Stephanie is a recent graduate of our Journeywoman Start (JWS) program in Fort McMurray. Before enrolling in the Journeywoman Start Program at Women Building Futures (WBF), Stephanie had been a stay-at-home mom for nine years.

In 2018, Stephanie and her ex-husband decided to separate after 14-years together and three years of marriage.

“Things just weren’t progressing,” she reflects.

Stephanie was determined to become self-sufficient for her children. This prompted Stephanie to think seriously about a new career.

“As I was preparing to move on, I was thinking of what I could do to support my girls,” she says.

Despite being out of the workforce for several years, Stephanie was undeterred. She had extensive work experience, including facilitating safety courses at Keyano College in Fort McMurray, landscaping, and running her own business.

Stephanie reveals that she had an interest in working in the trades, specifically electrical and recalls hearing about Women Building Futures when she worked at Keyano College.

“I had heard that it’s a wonderful opportunity that gets women into the trades and helps them back into the workforce,” she says.

She also connected with a friend who worked at Suncor as an electrician to learn more about the profession. That conversation persuaded her to apply for the Women Building Future’s Journeywoman Start program in Edmonton.

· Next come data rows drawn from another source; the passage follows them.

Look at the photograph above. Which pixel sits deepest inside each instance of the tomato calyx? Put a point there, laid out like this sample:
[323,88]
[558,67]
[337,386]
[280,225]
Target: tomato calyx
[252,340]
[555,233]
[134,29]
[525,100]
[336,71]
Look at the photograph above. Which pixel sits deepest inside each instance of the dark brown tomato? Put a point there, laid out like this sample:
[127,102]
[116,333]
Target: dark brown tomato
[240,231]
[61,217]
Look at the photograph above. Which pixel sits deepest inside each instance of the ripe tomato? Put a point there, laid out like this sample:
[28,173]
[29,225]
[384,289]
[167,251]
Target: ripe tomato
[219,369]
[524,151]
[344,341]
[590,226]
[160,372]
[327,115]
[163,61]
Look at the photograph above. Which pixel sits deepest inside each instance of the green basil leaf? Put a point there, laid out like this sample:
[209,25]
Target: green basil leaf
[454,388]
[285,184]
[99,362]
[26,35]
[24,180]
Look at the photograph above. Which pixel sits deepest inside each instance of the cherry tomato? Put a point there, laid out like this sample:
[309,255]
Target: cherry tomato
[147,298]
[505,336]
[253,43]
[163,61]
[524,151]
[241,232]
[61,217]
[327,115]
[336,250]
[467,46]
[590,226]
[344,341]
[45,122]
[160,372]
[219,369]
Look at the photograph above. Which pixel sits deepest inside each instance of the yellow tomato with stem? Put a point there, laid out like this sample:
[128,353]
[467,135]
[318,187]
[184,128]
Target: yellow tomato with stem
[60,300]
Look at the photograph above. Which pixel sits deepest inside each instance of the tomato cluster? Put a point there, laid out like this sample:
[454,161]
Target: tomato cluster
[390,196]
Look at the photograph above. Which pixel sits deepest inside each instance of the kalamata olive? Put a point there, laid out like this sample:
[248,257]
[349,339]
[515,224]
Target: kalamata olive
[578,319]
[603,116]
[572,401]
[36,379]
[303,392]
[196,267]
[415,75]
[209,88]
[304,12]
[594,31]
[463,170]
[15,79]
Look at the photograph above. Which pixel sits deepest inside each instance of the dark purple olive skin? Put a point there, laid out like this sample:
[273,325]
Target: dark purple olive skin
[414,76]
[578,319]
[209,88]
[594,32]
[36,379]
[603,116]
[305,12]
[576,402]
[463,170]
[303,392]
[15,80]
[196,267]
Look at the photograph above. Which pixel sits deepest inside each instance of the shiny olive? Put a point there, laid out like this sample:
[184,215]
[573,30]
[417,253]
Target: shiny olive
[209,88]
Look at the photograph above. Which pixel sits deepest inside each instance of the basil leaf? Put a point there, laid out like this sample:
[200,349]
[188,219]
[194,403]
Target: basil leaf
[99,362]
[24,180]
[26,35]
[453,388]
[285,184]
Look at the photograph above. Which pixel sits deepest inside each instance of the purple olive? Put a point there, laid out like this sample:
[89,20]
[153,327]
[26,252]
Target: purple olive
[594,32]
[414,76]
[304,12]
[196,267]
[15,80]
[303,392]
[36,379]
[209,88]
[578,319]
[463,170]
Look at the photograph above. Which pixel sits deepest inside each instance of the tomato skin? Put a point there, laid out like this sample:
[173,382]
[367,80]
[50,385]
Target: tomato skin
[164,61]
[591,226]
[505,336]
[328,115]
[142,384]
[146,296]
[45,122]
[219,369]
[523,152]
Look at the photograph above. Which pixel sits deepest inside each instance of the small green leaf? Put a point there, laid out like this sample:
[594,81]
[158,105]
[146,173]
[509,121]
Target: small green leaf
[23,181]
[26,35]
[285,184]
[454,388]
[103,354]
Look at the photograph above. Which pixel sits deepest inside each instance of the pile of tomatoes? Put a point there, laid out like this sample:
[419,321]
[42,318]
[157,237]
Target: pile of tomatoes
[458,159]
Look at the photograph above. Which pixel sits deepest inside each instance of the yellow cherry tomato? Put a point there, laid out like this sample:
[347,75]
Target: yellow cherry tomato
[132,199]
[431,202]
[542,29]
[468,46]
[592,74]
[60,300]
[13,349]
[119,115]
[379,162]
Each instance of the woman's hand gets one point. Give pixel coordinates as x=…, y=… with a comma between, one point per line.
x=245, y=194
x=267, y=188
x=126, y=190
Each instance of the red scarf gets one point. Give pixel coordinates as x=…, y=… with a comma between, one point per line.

Stephanie had been accepted into the program and plans were in motion for her to commute to Edmonton to take the program. However, things took an unexpected turn and Stephanie found out that she was pregnant with her fourth child, pushing those dreams of pursuing a career in the trades on hold.

The difference

In early 2022, Stephanie decided to get back to pursuing her dreams. Stephanie admits that she had ‘enough’ and was determined to become independent.

“I [was] sick of how I was treated by my exes being a single mom and a stay-at-home mom. They would tell me how I should be working and tell me how they pay for everything… they just really belittled me. I had enough,” she reflects. “I just wanted to be self-sufficient. I wanted to make enough to provide for myself and my four children without requiring [my exes] child support. That’s where I had that ‘aha’ moment—it’s me, myself, and my four girls—and decided to enroll in the program.”

She went onto the Women Building Futures website and saw that the JWS program was now being offered in Fort McMurray.

Stephanie applied and she got accepted into the Fort McMurray cohort. Stephanie confesses feeling relieved—she didn’t have to leave the city or move the children.

“It was amazing [feeling]. I was like, “I’m just going to trust this journey, because I just felt like I had been resisting and holding onto something that was broken and I couldn’t move forward,” she says. “When I got accepted, I knew that this is where I’m supposed to be.”

Although Stephanie had initially been interested in becoming an electrical apprentice, the exposure to other trades during the program encouraged her to pursue power engineering instead.

“We got to take apart valves, pumps and compressors and we got to learn how to start the boiler. I really, really enjoyed the power engineering,” explains Stephanie.

Stephanie reveals that she is continuing her education to become a Power Engineer and is now enrolled in the Power Engineering course at Keyano College.

“You can put anything you put your mind to,” she says. “I want to thank Women Building Futures for the experience and the introductions to the trades.”